The Peter Piper routine on tape — the Scrubboard strikes again

One way to test your turntablist mettle is to copy a known routine. So Jeremy Bell has decided to attempt the classic Peter Piper set on his Scrubboard.

Clearly there are serious issues on our collective minds right now. So to deliver a much-needed diversion, I give you the latest instalment from the mad scientist of scratch Jeremy Bell and his ongoing adventures with his Scrubboard tape scratching concept. 

You’ll recall (here, here, here, here, and here) the utterly bonkers/brilliant idea, essentially moving a cassette player head over pre-recorded tape to create a scratch sound. Well Jeremy has as ever taken the idea one step further to its 5th iteration, and using a new rig and 1 one inch studio tape, he is proud to present his not too shabby homage to DJ Jazzy Jeff’s all time classic Peter Piper routine. Does this make him Jazzy Jeremy?

Just a thought — what if the tape had a timecode on it? Could it run with DVS software? I suppose calibrating would be an issue unless it was on a loop. Would it then be DTS rather than DVS?

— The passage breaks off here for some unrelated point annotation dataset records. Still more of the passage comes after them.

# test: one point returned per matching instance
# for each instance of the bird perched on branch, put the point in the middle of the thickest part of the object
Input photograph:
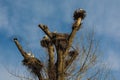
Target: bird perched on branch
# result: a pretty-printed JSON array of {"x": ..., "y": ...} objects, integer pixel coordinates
[
  {"x": 78, "y": 16},
  {"x": 30, "y": 54}
]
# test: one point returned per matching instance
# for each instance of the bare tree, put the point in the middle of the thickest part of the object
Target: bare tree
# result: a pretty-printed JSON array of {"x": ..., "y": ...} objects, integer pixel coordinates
[{"x": 72, "y": 63}]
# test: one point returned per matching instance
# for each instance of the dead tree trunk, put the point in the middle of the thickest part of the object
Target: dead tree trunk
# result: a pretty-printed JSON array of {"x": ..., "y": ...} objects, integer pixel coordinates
[{"x": 55, "y": 41}]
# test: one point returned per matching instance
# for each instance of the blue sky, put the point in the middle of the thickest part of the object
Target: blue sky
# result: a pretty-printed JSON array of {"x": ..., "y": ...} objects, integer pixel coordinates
[{"x": 20, "y": 18}]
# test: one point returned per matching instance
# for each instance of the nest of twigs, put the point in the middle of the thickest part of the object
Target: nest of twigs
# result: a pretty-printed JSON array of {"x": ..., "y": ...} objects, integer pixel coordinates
[
  {"x": 33, "y": 64},
  {"x": 80, "y": 13},
  {"x": 60, "y": 40},
  {"x": 45, "y": 43}
]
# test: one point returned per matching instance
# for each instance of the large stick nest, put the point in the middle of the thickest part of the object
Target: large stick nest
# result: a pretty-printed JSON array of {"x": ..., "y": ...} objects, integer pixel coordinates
[
  {"x": 33, "y": 64},
  {"x": 80, "y": 13}
]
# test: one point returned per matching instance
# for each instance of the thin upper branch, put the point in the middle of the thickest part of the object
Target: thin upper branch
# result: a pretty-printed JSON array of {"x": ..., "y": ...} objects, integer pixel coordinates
[{"x": 45, "y": 30}]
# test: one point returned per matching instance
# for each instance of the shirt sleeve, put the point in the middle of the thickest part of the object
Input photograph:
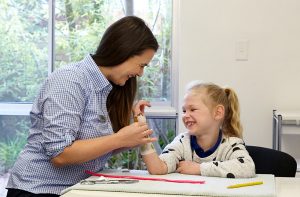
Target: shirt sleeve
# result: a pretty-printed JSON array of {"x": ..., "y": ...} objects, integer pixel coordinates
[
  {"x": 233, "y": 161},
  {"x": 174, "y": 152},
  {"x": 62, "y": 107}
]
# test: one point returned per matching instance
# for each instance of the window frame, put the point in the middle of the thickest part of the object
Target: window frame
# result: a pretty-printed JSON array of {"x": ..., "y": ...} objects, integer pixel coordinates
[{"x": 159, "y": 110}]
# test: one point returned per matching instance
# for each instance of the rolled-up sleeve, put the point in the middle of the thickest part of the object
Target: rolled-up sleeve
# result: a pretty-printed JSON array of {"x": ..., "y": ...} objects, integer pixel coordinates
[{"x": 63, "y": 105}]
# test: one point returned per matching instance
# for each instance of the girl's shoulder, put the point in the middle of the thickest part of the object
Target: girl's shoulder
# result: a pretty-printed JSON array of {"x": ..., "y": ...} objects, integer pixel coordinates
[{"x": 232, "y": 140}]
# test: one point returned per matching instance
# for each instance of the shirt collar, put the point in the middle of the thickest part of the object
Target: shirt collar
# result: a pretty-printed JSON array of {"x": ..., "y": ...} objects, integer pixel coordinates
[
  {"x": 199, "y": 151},
  {"x": 98, "y": 79}
]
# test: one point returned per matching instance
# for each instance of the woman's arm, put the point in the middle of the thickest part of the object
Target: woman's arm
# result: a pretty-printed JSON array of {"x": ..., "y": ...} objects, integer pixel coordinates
[{"x": 81, "y": 151}]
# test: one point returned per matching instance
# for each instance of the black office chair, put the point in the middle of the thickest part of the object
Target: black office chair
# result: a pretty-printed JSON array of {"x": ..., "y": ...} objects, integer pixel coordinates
[{"x": 270, "y": 161}]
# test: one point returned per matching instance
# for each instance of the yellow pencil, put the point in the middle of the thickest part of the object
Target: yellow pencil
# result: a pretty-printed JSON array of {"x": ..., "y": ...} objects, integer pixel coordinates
[{"x": 245, "y": 184}]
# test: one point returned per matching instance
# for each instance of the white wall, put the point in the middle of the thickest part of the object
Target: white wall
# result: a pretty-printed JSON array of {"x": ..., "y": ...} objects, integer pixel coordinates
[{"x": 270, "y": 79}]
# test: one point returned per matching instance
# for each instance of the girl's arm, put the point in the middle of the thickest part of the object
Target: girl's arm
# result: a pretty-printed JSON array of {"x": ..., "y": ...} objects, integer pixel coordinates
[{"x": 233, "y": 161}]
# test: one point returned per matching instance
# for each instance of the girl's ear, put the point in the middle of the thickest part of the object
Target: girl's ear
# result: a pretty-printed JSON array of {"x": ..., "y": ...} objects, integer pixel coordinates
[{"x": 219, "y": 112}]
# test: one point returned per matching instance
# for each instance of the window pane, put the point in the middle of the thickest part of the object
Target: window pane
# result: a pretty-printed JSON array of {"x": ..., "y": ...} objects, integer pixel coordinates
[
  {"x": 23, "y": 48},
  {"x": 79, "y": 26},
  {"x": 13, "y": 135},
  {"x": 163, "y": 129}
]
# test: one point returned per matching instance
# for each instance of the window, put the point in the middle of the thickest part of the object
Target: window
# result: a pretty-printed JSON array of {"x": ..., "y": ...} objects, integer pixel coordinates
[{"x": 40, "y": 36}]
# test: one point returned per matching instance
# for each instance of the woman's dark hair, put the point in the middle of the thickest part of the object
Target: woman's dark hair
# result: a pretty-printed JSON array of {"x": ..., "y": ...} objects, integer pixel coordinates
[{"x": 127, "y": 37}]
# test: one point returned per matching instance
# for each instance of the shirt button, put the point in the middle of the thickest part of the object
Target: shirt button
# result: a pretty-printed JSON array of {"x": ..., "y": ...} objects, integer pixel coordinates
[{"x": 102, "y": 119}]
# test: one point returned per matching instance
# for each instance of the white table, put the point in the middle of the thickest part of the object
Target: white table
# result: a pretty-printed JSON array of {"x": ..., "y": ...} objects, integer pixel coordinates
[{"x": 285, "y": 187}]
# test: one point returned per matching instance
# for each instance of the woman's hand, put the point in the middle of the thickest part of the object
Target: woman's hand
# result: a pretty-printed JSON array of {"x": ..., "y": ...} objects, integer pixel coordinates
[
  {"x": 139, "y": 107},
  {"x": 188, "y": 167},
  {"x": 135, "y": 134}
]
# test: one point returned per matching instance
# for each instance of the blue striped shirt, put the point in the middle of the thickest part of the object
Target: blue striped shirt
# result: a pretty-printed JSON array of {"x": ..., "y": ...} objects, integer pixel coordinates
[{"x": 71, "y": 105}]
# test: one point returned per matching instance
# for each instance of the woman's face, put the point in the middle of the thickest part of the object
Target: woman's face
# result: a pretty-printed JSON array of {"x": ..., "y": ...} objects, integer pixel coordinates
[{"x": 132, "y": 67}]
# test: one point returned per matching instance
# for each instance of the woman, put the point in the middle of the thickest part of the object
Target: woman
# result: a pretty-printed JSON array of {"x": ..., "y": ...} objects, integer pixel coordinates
[{"x": 82, "y": 113}]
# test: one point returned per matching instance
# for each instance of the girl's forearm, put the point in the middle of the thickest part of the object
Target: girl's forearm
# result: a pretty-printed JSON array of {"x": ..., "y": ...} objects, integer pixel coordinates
[{"x": 154, "y": 164}]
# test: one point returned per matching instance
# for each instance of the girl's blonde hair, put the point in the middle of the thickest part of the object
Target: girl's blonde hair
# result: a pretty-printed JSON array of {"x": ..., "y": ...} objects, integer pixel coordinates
[{"x": 215, "y": 95}]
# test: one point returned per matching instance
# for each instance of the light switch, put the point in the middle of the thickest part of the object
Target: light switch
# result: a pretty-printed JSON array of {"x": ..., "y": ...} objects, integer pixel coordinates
[{"x": 241, "y": 50}]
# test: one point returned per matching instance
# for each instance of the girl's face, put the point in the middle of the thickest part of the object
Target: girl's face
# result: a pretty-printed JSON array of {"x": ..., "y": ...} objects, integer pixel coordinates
[
  {"x": 197, "y": 117},
  {"x": 132, "y": 67}
]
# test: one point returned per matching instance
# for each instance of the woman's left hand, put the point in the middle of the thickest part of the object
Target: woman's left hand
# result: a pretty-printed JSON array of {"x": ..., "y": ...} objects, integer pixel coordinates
[{"x": 139, "y": 107}]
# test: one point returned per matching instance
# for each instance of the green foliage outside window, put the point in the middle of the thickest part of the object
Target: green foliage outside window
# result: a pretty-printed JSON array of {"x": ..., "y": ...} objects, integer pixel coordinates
[{"x": 79, "y": 25}]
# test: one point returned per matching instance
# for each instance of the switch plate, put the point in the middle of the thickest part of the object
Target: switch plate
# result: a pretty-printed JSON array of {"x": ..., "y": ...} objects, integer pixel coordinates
[{"x": 242, "y": 50}]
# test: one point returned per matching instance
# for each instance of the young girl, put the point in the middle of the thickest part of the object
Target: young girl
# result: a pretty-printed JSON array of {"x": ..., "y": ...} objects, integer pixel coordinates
[{"x": 213, "y": 145}]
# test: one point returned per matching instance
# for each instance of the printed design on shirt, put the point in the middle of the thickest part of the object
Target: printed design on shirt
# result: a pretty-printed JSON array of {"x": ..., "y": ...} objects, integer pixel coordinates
[{"x": 241, "y": 159}]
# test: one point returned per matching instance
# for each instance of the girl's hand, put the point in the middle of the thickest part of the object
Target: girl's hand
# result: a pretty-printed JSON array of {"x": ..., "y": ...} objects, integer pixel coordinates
[
  {"x": 188, "y": 167},
  {"x": 135, "y": 134},
  {"x": 139, "y": 107}
]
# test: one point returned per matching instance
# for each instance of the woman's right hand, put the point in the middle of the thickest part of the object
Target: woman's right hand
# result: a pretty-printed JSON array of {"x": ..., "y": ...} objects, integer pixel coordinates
[{"x": 135, "y": 134}]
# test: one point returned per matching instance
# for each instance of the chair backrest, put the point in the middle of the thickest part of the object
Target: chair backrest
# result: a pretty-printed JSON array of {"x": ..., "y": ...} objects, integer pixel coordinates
[{"x": 270, "y": 161}]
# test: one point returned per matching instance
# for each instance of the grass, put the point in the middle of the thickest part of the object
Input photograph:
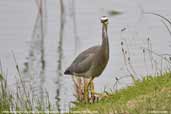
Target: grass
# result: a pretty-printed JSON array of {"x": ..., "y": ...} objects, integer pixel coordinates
[{"x": 149, "y": 95}]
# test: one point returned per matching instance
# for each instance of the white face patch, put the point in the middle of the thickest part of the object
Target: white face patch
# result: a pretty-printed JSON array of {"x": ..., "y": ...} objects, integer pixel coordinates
[{"x": 104, "y": 19}]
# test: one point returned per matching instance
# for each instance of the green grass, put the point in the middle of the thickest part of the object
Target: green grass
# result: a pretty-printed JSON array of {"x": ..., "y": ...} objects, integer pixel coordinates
[{"x": 152, "y": 93}]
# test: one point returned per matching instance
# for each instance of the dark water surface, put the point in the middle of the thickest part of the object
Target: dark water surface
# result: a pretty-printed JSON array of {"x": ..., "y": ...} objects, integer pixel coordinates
[{"x": 39, "y": 58}]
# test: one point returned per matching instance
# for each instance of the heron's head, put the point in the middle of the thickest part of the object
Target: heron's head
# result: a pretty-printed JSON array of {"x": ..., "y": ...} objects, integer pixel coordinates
[{"x": 104, "y": 20}]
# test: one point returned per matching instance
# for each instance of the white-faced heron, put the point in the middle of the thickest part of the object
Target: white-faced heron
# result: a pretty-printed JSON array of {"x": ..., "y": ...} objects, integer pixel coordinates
[{"x": 91, "y": 62}]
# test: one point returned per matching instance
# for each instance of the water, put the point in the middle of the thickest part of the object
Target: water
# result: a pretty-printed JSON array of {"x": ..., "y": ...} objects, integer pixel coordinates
[{"x": 18, "y": 17}]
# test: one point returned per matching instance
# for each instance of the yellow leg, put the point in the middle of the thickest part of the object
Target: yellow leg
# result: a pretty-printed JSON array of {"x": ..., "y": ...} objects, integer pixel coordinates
[
  {"x": 86, "y": 96},
  {"x": 92, "y": 88}
]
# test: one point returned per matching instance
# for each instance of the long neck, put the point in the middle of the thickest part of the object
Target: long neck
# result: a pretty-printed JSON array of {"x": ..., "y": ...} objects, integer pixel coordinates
[{"x": 105, "y": 43}]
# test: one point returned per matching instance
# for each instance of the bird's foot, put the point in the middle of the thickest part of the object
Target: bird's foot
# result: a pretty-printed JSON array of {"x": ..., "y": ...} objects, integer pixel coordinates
[{"x": 95, "y": 97}]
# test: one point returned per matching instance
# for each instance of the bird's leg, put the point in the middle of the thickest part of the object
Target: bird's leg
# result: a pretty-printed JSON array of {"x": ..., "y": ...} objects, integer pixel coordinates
[
  {"x": 86, "y": 92},
  {"x": 92, "y": 91}
]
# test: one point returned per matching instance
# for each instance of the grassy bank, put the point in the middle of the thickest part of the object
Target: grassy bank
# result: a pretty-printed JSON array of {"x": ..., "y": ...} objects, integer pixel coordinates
[{"x": 150, "y": 95}]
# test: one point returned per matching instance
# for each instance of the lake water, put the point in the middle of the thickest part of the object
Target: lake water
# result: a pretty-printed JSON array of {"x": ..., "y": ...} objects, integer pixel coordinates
[{"x": 18, "y": 18}]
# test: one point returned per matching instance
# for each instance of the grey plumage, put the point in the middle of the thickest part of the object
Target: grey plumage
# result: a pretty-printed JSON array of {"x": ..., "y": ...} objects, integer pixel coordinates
[{"x": 91, "y": 62}]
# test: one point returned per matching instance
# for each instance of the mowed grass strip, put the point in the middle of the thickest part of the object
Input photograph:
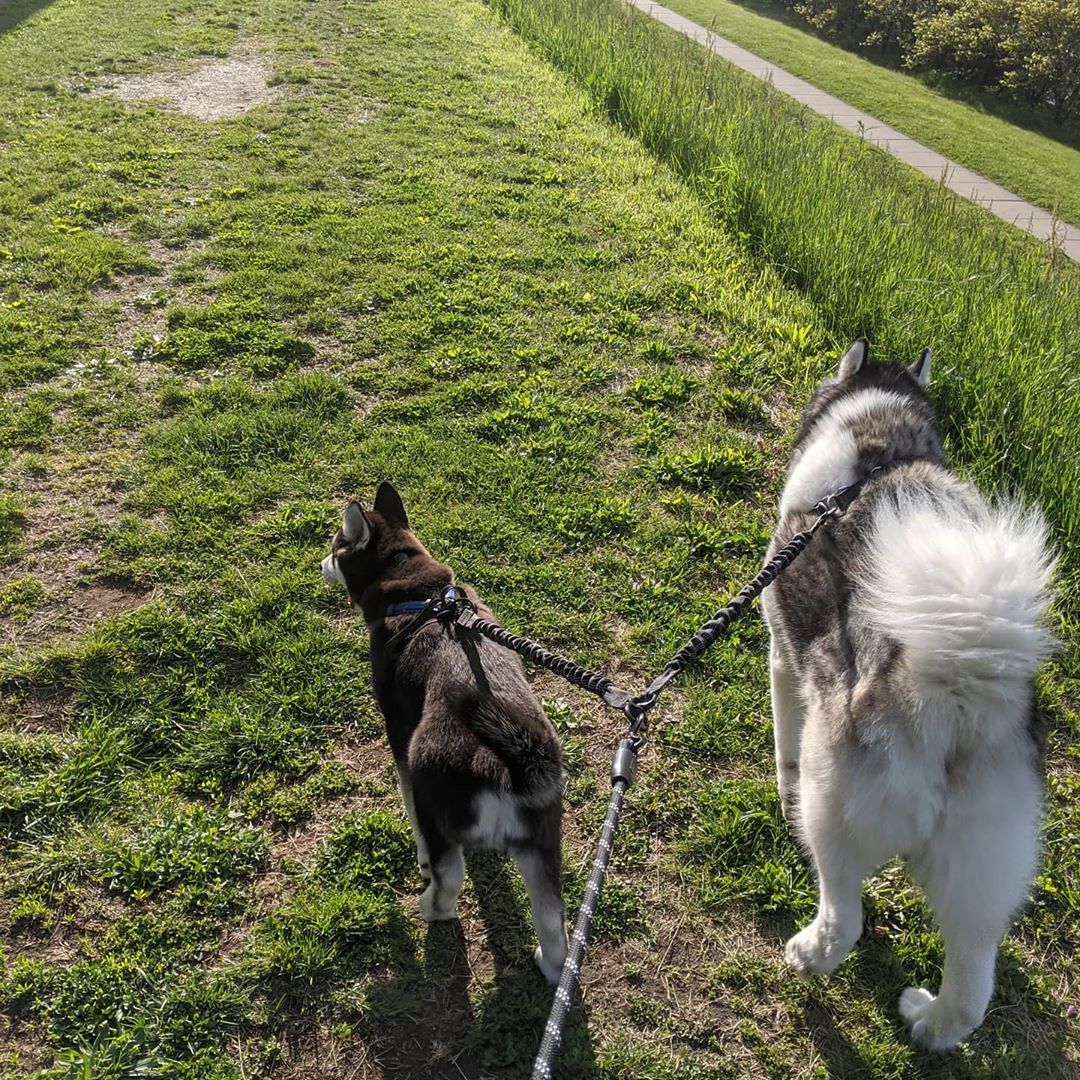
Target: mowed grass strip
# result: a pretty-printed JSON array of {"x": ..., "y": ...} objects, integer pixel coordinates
[
  {"x": 1023, "y": 151},
  {"x": 880, "y": 251},
  {"x": 427, "y": 259}
]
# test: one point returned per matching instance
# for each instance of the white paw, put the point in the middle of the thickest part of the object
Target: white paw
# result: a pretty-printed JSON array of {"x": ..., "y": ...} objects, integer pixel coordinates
[
  {"x": 550, "y": 971},
  {"x": 933, "y": 1025},
  {"x": 813, "y": 950},
  {"x": 431, "y": 912}
]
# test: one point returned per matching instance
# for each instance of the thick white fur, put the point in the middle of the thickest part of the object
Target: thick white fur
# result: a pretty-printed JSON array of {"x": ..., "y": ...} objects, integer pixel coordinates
[
  {"x": 963, "y": 589},
  {"x": 944, "y": 772}
]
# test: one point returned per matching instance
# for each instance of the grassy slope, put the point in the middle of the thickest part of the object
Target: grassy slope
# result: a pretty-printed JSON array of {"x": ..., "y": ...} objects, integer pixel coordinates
[
  {"x": 1030, "y": 163},
  {"x": 431, "y": 261}
]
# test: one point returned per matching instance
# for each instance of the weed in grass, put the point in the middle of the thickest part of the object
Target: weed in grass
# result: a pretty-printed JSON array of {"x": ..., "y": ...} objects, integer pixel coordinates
[{"x": 22, "y": 596}]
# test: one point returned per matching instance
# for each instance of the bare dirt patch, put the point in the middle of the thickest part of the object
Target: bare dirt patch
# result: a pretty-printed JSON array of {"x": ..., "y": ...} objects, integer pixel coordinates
[{"x": 217, "y": 91}]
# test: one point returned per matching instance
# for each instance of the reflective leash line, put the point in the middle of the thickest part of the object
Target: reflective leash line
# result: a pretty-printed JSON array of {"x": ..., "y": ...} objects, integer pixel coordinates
[
  {"x": 622, "y": 777},
  {"x": 737, "y": 606}
]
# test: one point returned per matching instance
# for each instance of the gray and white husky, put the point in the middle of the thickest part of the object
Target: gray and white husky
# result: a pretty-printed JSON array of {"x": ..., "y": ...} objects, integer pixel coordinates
[{"x": 903, "y": 647}]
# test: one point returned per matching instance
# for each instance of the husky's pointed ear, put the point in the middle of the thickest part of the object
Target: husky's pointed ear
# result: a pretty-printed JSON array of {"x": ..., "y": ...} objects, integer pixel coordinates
[
  {"x": 389, "y": 503},
  {"x": 921, "y": 368},
  {"x": 853, "y": 359},
  {"x": 355, "y": 529}
]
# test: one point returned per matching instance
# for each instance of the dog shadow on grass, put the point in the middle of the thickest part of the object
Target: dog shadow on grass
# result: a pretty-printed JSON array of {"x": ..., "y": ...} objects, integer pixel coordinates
[{"x": 422, "y": 1022}]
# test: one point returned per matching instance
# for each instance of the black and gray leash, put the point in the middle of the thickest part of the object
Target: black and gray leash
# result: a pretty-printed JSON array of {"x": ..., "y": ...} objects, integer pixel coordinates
[{"x": 453, "y": 606}]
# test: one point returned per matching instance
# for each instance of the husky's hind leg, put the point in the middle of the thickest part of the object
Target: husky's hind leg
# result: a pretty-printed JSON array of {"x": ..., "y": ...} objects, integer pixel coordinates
[
  {"x": 541, "y": 869},
  {"x": 841, "y": 861},
  {"x": 975, "y": 874},
  {"x": 787, "y": 715},
  {"x": 422, "y": 858},
  {"x": 440, "y": 901}
]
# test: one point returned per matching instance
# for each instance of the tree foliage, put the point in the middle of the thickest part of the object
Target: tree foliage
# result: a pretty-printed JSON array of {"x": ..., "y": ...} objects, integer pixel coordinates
[{"x": 1028, "y": 50}]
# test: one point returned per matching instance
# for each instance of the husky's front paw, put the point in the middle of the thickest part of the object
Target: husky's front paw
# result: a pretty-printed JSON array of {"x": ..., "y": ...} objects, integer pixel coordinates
[
  {"x": 550, "y": 971},
  {"x": 815, "y": 950},
  {"x": 933, "y": 1024},
  {"x": 435, "y": 908}
]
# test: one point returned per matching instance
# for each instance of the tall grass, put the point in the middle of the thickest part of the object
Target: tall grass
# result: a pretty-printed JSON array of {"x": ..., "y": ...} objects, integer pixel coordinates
[{"x": 881, "y": 251}]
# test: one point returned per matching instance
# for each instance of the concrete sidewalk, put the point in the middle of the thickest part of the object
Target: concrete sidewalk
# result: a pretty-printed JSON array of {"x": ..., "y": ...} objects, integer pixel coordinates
[{"x": 979, "y": 189}]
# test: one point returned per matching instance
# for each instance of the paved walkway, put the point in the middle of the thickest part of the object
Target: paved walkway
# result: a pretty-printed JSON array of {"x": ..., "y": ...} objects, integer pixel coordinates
[{"x": 1004, "y": 204}]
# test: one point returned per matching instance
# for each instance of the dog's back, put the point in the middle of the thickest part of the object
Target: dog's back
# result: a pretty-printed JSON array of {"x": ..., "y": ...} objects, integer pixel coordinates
[
  {"x": 904, "y": 644},
  {"x": 467, "y": 725}
]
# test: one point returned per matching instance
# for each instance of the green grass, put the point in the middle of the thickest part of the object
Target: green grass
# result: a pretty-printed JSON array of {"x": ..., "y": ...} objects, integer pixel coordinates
[
  {"x": 1023, "y": 152},
  {"x": 432, "y": 260},
  {"x": 879, "y": 250}
]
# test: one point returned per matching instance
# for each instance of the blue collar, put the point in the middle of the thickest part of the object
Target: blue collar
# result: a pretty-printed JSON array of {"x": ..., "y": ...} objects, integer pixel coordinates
[{"x": 406, "y": 607}]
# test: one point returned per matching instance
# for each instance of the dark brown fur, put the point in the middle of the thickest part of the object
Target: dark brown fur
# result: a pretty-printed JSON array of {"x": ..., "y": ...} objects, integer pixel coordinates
[{"x": 460, "y": 716}]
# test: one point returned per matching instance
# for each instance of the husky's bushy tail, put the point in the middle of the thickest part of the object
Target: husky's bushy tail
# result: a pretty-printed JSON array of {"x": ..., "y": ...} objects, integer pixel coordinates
[{"x": 963, "y": 586}]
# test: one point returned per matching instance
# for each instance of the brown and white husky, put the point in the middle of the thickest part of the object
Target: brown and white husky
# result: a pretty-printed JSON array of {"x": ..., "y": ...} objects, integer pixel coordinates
[{"x": 478, "y": 763}]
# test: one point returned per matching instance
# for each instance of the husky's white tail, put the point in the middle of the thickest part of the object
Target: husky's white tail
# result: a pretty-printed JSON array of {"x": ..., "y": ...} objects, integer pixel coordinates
[{"x": 963, "y": 586}]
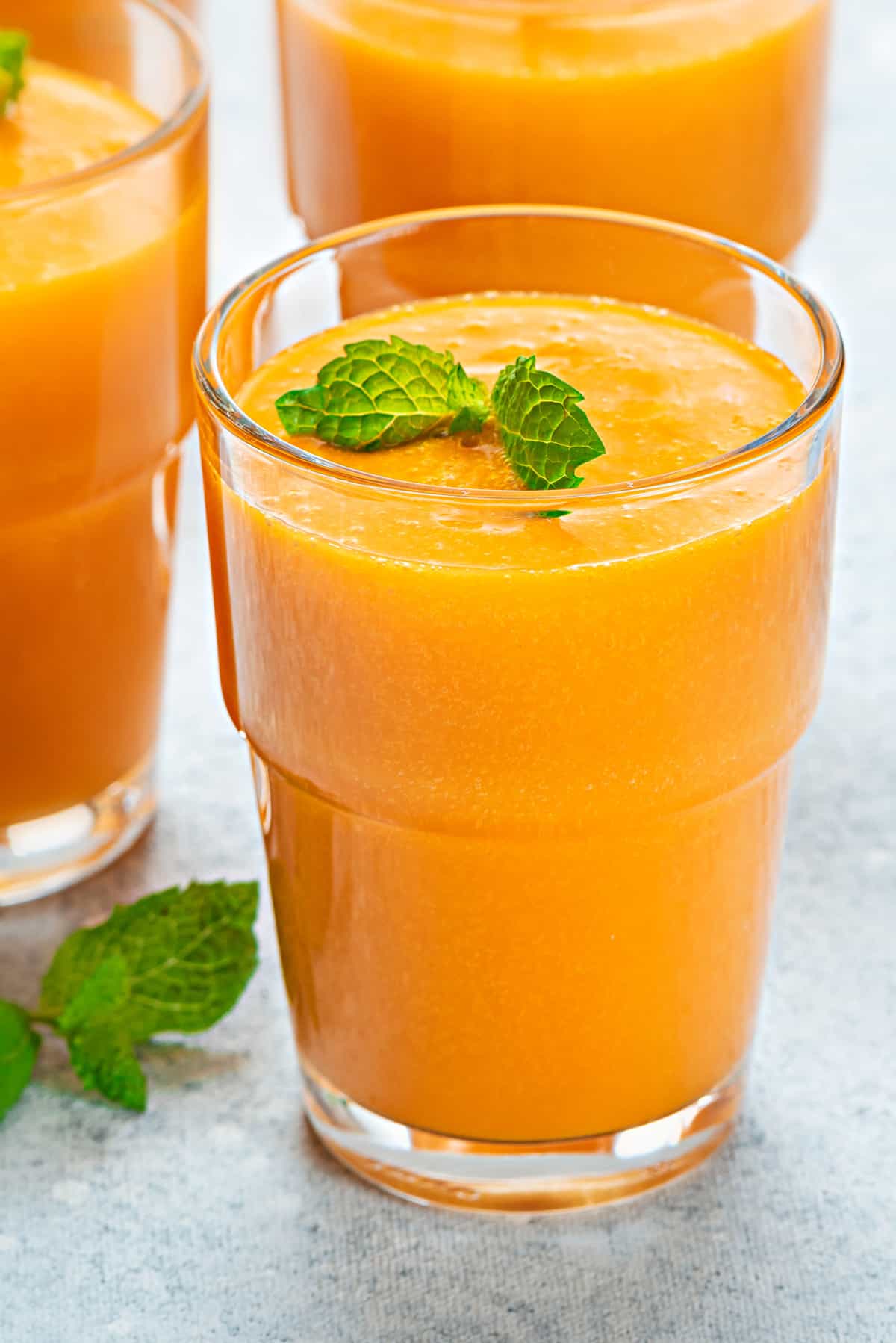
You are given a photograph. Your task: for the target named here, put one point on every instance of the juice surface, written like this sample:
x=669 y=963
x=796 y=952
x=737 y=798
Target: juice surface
x=101 y=288
x=523 y=778
x=63 y=122
x=649 y=108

As ever, bloody good work Jeremy. Keep on developing as we need this kind of left field thinking.

Mark Settle
Mark Settle

The old Editor of DJWORX - you can now find Mark at WORXLAB

Articles: 1228

7 Comments

    • It appears that the difficult part is coordinating the direction of the tape, with the scratching. You could use a foot pedal, with a reverse switch, to get an idea of how difficult timing might.
      I’ve said it before and I’ll say it again. He’s ahead of all of the rest of us in the grand “what’s next ” search

  1. The Dj Fong scrub thing had timecode tape on it AFAIK…
    BTW you can implement this thing into a turntable and keep the artform as usual, not rocket science involved on it… just some tinkering and common sense but I understand Jeremy loves its own form-factor of course.

    Creating some new/old way to make recordable analog vinyl could be a thing?
    The technology involved will cost peanuts nowadays and it will be more analog (less latency) than digital systems since there will be zero ADC… just like a regular turntable.

  2. LOL @ the pens and the rubber bands.

    Timecode on tape did used to be a thing before digital recording. Stripe one channel of your multitrack with SMPTE code to keep the sequencer in time with the tape.